If we recognise that life is mainly educational, we shall neither be astonished nor disturbed by sorrows. It is not to be wondered at that the schoolmaster has a rod, and uses it sometimes. There is rest from evil even while in evil, if we understand the purpose of evil. Yet another consolation lies in the steadfast anticipation of its transiency and of the retribution measured to its doers. That is no unworthy source of comfort. And the ground on which it rests isthe impossibility of God's forsaking His people, His inheritance. These designations of Israel look back to ver. 5, where the crushed and afflicted are designated by the same words. Israel's relation to Jehovah made the calamities more startling; but it also makes their cessation, and retribution for them on their inflicters, more certain. It is the trial and triumph of Faith to be sure, while tyrants grind and crush, that Jehovah has not deserted their victims. He cannot change His purpose; therefore, sorrows and prosperity are but divergent methods, concurring in carrying out His unalterable design. The individual sufferer may take comfort from his belonging to the community to which the presence of Jehovah is guaranteed for ever. The singer puts his convictions as to what is to be the upshot of all the perplexed riddles of human affairs into epigrammatic form, in the obscure, gnome-like saying, "To righteousness shall judgment return," by which he seems to mean that the administration of justice, which at present was being trampled under foot, "shall come back to the eternal principle of all judicial action, namely, righteousness,"—in shorter words, there shall be no schism between the judgments of earthly tribunals and justice. The psalmist's hope is that of all good men and sufferers from unjust rulers. All the upright in heart long for such a state of things and follow after it, either in the sense of delight in it ("Dem Recht müssen alle frommen Herzen zufallen"—Luther), or of seeking to bring it about. The psalmist's hope is realised in the King of Men, whose own judgments are truth, and who infuses righteousness and the love of it into all who trust in Him.

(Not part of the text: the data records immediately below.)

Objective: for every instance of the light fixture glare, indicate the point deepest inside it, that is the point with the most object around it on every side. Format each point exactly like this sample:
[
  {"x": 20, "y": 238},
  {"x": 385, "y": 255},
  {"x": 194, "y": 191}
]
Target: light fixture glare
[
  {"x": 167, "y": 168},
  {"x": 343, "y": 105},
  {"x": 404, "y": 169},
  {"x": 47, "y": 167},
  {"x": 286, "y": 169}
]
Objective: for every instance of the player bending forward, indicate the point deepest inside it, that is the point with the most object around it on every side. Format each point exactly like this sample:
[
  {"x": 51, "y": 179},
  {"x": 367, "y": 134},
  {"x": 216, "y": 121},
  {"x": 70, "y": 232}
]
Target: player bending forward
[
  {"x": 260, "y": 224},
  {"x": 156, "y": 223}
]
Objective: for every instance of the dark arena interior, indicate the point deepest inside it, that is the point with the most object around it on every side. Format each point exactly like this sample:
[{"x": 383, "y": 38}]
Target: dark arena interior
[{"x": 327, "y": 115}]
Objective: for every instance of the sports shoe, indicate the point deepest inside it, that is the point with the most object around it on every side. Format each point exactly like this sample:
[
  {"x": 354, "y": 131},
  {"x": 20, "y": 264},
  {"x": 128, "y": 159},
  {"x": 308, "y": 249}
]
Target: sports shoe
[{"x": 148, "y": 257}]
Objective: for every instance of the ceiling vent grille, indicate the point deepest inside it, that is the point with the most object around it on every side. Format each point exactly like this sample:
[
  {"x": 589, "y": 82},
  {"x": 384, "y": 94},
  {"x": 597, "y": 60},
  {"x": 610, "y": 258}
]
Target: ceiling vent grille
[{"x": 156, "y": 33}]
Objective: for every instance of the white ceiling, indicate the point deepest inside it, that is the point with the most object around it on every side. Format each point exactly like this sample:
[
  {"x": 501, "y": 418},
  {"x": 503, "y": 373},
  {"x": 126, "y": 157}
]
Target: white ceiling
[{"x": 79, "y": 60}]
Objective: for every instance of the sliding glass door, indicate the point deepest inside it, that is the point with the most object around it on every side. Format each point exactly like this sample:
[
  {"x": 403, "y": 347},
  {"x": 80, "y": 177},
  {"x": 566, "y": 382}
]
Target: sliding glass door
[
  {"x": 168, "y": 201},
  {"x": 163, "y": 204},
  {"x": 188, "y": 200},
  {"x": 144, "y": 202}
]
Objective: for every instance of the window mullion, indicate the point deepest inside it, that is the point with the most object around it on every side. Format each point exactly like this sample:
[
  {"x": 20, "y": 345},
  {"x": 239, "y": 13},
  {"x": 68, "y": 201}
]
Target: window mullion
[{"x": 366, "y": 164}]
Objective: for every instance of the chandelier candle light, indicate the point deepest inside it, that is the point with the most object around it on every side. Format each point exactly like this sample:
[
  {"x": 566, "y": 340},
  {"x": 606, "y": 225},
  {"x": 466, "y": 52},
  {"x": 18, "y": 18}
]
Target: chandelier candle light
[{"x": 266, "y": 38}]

The singer comes closer to his own experience in the next strophe (vv. 16-19), in which he claims hisshare in these general sources of rest and patience, and thankfully thinks of past times, when he found that they yielded him streams in the desert. He looks out upon the multitude of "evil-doers," and, for a moment, asks the question which faithless sense is ever suggesting and pronouncing unanswerable: "Where shall I find a champion?" As long as our eyes range along the level of earth, they see none such. But the empty earth should turn our gaze to the occupied throne. There sits the Answer to our almost despairing question. Rather, there He stands, as the proto-martyr saw Him, risen to His feet in swift readiness to help His servant. Experience confirms the hope of Jehovah's aid; for unless in the past He had been the singer's help, he could not have lived till this hour, but must have gone down into the silent land. No man who still draws breath is without tokens of God's sufficient care and ever-present help. The mystery of continued life is a witness for God. And not only does the past thus proclaim where a man's help is, but devout reflection on it will bring to light many times when doubts and tremors were disappointed. Conscious weakness appeals to confirming strength. If we feel our foot giving, and fling up our hands towards Him, He will grasp them and steady us in the most slippery places. Therefore, when divided thoughts (for so the picturesque word employed in ver. 19 means) hesitate between hope and fear, God's consolations steal into agitated minds, and there is a great calm.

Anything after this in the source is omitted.